L’anno liturgico ci sfida a trovare un senso alla ripetizione, oltre la noia che può provocare il già visto a chi è malato di modernità ed è sempre alla ricerca di nuove occasioni e nuove emozioni. Siamo ancora una volta, chiamati a scoprire il segreto della Parola e dei Sacramenti ripetuti in stagioni diverse della vita personale e collettiva.
Ciò che non dovrebbe mai essere ripetitivo è il nostro vivere costellato di paure, desideri, dubbi, incertezze, domande, squilibri, vizi e limiti, in ricerca perenne del senso: sforzo di capire e accogliere gli altri, impegno a leggere e interpretare le vicende del mondo. Sono proprio i cambiamenti del nostro esistere quotidiano che ci espongono alla sorpresa di Parole e di Riti antichi, ripetuti a volte, anche nelle nostre Chiese, come riesumazioni di cadaveri, piuttosto di parole e gesti che hanno il potere di illuminare le oscurità della nostra vita e del nostro tempo.
In questo Avvento, due momenti mi hanno interpellato in una maniera nuova.
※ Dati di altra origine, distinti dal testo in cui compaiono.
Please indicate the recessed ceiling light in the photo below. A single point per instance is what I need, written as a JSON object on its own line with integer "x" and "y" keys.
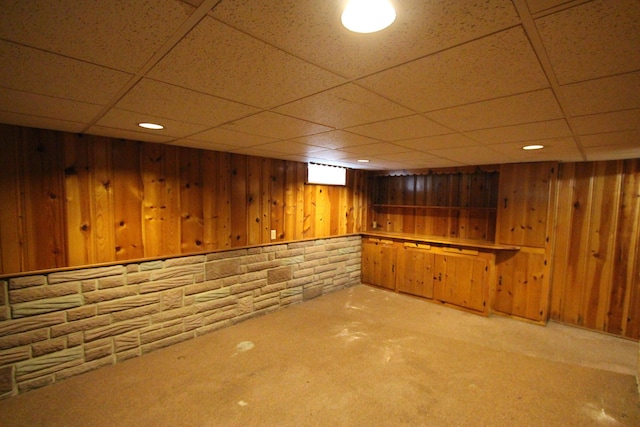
{"x": 153, "y": 126}
{"x": 533, "y": 147}
{"x": 368, "y": 16}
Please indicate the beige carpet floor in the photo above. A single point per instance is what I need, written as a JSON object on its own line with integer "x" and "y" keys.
{"x": 357, "y": 357}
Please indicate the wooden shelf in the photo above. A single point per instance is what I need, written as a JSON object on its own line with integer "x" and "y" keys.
{"x": 464, "y": 243}
{"x": 468, "y": 208}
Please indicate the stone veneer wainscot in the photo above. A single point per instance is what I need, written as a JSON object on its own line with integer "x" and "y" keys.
{"x": 57, "y": 325}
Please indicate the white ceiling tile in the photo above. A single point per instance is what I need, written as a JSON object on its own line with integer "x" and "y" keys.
{"x": 607, "y": 122}
{"x": 128, "y": 120}
{"x": 343, "y": 106}
{"x": 97, "y": 32}
{"x": 414, "y": 126}
{"x": 623, "y": 139}
{"x": 523, "y": 132}
{"x": 536, "y": 6}
{"x": 603, "y": 95}
{"x": 453, "y": 140}
{"x": 203, "y": 145}
{"x": 475, "y": 155}
{"x": 290, "y": 147}
{"x": 335, "y": 139}
{"x": 554, "y": 149}
{"x": 275, "y": 126}
{"x": 173, "y": 102}
{"x": 494, "y": 66}
{"x": 376, "y": 149}
{"x": 312, "y": 30}
{"x": 593, "y": 39}
{"x": 53, "y": 75}
{"x": 48, "y": 107}
{"x": 220, "y": 136}
{"x": 524, "y": 108}
{"x": 219, "y": 60}
{"x": 128, "y": 134}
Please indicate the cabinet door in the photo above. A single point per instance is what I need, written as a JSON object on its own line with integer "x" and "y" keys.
{"x": 460, "y": 281}
{"x": 415, "y": 272}
{"x": 523, "y": 203}
{"x": 522, "y": 289}
{"x": 378, "y": 264}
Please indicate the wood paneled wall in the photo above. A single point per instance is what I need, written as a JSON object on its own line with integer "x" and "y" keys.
{"x": 70, "y": 200}
{"x": 455, "y": 204}
{"x": 596, "y": 263}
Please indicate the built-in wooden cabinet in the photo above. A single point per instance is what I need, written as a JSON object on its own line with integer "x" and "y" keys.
{"x": 415, "y": 269}
{"x": 379, "y": 263}
{"x": 462, "y": 280}
{"x": 454, "y": 273}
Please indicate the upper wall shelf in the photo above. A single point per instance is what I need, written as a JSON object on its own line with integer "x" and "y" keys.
{"x": 383, "y": 205}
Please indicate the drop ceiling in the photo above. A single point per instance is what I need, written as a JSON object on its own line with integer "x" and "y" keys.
{"x": 450, "y": 83}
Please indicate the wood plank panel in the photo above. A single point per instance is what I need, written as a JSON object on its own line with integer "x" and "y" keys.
{"x": 191, "y": 201}
{"x": 161, "y": 214}
{"x": 255, "y": 197}
{"x": 605, "y": 189}
{"x": 11, "y": 225}
{"x": 624, "y": 282}
{"x": 238, "y": 197}
{"x": 127, "y": 201}
{"x": 79, "y": 222}
{"x": 277, "y": 198}
{"x": 102, "y": 199}
{"x": 43, "y": 187}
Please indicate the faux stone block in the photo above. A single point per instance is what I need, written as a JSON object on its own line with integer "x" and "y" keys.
{"x": 151, "y": 265}
{"x": 43, "y": 292}
{"x": 27, "y": 282}
{"x": 49, "y": 363}
{"x": 15, "y": 354}
{"x": 90, "y": 273}
{"x": 49, "y": 346}
{"x": 80, "y": 326}
{"x": 45, "y": 306}
{"x": 127, "y": 303}
{"x": 172, "y": 299}
{"x": 126, "y": 342}
{"x": 222, "y": 268}
{"x": 115, "y": 329}
{"x": 226, "y": 254}
{"x": 109, "y": 294}
{"x": 173, "y": 262}
{"x": 28, "y": 324}
{"x": 179, "y": 271}
{"x": 278, "y": 275}
{"x": 23, "y": 338}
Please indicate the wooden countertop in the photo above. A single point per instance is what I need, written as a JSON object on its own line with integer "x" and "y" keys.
{"x": 441, "y": 241}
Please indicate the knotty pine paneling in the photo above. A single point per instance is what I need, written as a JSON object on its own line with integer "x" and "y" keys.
{"x": 444, "y": 204}
{"x": 596, "y": 275}
{"x": 71, "y": 200}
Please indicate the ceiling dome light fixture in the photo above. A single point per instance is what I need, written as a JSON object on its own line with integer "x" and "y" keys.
{"x": 368, "y": 16}
{"x": 152, "y": 126}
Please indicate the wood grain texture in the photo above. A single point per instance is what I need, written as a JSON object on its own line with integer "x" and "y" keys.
{"x": 454, "y": 204}
{"x": 71, "y": 200}
{"x": 595, "y": 270}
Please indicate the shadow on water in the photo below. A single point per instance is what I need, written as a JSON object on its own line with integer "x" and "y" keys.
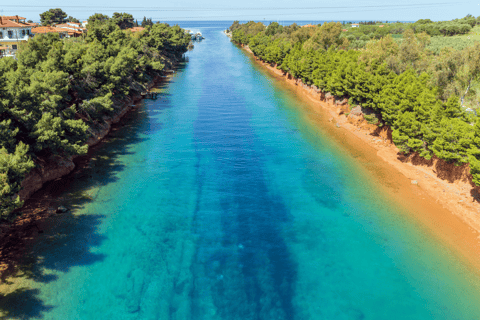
{"x": 22, "y": 304}
{"x": 251, "y": 275}
{"x": 40, "y": 249}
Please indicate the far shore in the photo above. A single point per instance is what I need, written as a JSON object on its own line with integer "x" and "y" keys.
{"x": 442, "y": 199}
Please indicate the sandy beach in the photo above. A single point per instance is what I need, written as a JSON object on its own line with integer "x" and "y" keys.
{"x": 440, "y": 196}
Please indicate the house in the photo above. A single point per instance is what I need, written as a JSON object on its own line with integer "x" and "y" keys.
{"x": 13, "y": 31}
{"x": 136, "y": 29}
{"x": 63, "y": 33}
{"x": 73, "y": 29}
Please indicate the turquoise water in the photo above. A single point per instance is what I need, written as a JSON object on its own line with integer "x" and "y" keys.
{"x": 220, "y": 201}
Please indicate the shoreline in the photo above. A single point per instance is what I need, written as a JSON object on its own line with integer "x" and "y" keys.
{"x": 41, "y": 199}
{"x": 439, "y": 196}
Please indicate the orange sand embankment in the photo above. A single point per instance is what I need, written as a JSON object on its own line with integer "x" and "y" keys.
{"x": 438, "y": 195}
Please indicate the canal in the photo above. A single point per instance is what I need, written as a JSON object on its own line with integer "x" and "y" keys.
{"x": 219, "y": 200}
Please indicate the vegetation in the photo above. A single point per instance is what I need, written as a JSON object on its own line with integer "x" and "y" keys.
{"x": 58, "y": 90}
{"x": 415, "y": 91}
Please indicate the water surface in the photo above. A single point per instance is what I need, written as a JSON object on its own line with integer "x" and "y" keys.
{"x": 220, "y": 201}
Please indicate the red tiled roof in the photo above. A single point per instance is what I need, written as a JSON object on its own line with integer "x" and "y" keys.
{"x": 48, "y": 29}
{"x": 8, "y": 22}
{"x": 13, "y": 17}
{"x": 135, "y": 29}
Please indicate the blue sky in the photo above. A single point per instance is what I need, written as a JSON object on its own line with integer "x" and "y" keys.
{"x": 281, "y": 10}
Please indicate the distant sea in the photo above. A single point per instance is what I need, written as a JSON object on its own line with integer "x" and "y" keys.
{"x": 227, "y": 23}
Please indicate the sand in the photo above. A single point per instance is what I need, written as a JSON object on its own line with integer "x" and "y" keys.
{"x": 440, "y": 196}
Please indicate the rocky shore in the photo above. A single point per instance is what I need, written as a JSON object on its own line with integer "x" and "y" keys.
{"x": 40, "y": 203}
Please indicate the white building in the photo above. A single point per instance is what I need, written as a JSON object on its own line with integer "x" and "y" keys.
{"x": 13, "y": 31}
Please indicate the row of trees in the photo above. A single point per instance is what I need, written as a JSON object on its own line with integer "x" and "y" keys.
{"x": 58, "y": 90}
{"x": 405, "y": 86}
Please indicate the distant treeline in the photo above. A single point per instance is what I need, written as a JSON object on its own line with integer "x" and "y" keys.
{"x": 406, "y": 86}
{"x": 58, "y": 90}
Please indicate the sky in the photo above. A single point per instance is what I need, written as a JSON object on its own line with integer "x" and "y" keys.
{"x": 270, "y": 10}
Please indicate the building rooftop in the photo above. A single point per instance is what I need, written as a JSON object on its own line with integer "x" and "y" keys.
{"x": 14, "y": 22}
{"x": 135, "y": 29}
{"x": 48, "y": 29}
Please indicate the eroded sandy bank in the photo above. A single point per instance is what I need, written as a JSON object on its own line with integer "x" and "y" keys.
{"x": 440, "y": 196}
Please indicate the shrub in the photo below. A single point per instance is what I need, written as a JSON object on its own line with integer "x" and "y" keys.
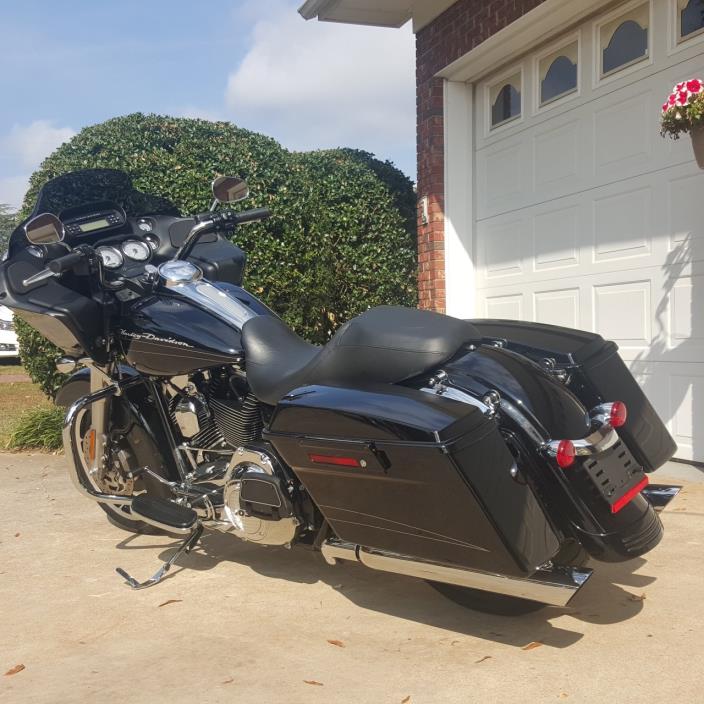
{"x": 342, "y": 237}
{"x": 38, "y": 428}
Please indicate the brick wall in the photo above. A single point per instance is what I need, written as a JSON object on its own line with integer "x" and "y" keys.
{"x": 458, "y": 30}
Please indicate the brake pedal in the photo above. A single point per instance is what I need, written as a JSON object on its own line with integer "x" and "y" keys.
{"x": 171, "y": 517}
{"x": 188, "y": 544}
{"x": 164, "y": 514}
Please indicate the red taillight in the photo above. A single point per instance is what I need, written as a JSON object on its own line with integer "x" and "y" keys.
{"x": 618, "y": 414}
{"x": 335, "y": 459}
{"x": 629, "y": 495}
{"x": 565, "y": 454}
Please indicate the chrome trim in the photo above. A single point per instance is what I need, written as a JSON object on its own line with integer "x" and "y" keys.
{"x": 601, "y": 439}
{"x": 659, "y": 495}
{"x": 214, "y": 300}
{"x": 69, "y": 447}
{"x": 555, "y": 586}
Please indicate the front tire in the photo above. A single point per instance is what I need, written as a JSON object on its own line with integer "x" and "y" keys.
{"x": 120, "y": 518}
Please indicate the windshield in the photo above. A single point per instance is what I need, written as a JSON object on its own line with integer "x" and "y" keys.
{"x": 94, "y": 185}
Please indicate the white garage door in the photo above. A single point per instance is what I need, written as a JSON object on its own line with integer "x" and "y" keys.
{"x": 585, "y": 216}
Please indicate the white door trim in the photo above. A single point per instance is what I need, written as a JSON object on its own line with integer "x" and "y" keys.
{"x": 549, "y": 18}
{"x": 460, "y": 289}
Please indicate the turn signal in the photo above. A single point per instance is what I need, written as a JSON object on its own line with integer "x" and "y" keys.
{"x": 618, "y": 414}
{"x": 565, "y": 454}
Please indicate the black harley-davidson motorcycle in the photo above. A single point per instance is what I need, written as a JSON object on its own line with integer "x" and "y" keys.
{"x": 483, "y": 456}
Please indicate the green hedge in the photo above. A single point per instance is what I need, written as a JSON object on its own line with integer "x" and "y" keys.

Probabilmente, anche in questo caso, il nuovo è propiziato dalla percezione dei limiti che, nonostante l’età, io rivelo nel quotidiano, nei miei rapporti con le persone: familiari, amici, conoscenti. Scoprire che sono inevitabilmente peccatore consiste oggi per me nel constatare che non sono disposto a rinunciare ad abitudini, non accetto di perdere ed esigo, mi impongo, non sono attento e rispettoso della sacralità dell’Altro, non ascolto, non comprendo e non so trovare cammini di riconciliazione e perdono. E forse anche molto altro che non so. Certamente, in questo cammino che ci porta al Natale, la rilettura di molti testi di Simone Weil – che ho di nuovo ripreso in mano- mi ha condotto a ridefinire il peccato come l’inevitabile escrescenza dell’ego.
Il primo momento che mi colpisce è costituito dal deserto. Lo Spirito convoca Giovanni Battista nel deserto. Certamente l’esegesi a cui sono abituato pone una questione fondamentale: il deserto è periferia, ben lontana dal Tempio e dai Palazzi. Come ha detto, lo scorso 5 dicembre, Papa Francesco: “La redenzione non inizia a Gerusalemme, ad Atene o a Roma, ma nel deserto.”
Ma qualcosa di nuovo balena nei pensieri: deserto è anche fisica assenza dell’intervento umano, è mancanza, è privazione, è vuoto: un vuoto salutare che può lasciar spazio allo Spirito; un vuoto in cui l’io e il noi hanno sempre meno parole da dire. Un vuoto in cui lo Spirito potrebbe ispirare profezie. Ricordo poi questa scommessa del deserto che si ripete nella storia dell’Occidente cristiano: i Padri e le Madri della Tebaide, gli anacoreti che si dissociano dal tradimento perpetrato dalla Chiesa costantiniana, e poi gli eremiti sconosciuti fino a Tamanrasset di Charles de Foucauld, che già aveva cercato risposte nel non detto, né dicibile, del nascondimento di Gesù a Nazareth, prima della vita pubblica.
E, inevitabilmente, non posso dimenticare il Benvenuti nel deserto del reale di Slavoj Žižek, che ci parla delle rimosse rovine e macerie della civilizzazione capitalista. Un nuovo deserto da svelare e frequentare con Giovanni Battista e Gesù di Nazareth. Il deserto di una umanità fallita, violenta e genocida.
Il secondo momento è il sì di Maria di Nazareth all’arcangelo Gabriele: balena nuovamente nei pensieri la certezza dell’intimo di Maria, senza le parole dell’io, senza peccato, deserto assoluto, piena di Grazia, umanità in cui lo Spirito Santo può danzare e cantare.
Che questo Natale confermi la nostra fede nella materna misericordia di Dio. Con l’augurio che riusciamo a creare un poco di deserto nel nostro intimo, per poter riconoscere Gesù negli abbandonati e oppressi nel deserto del reale.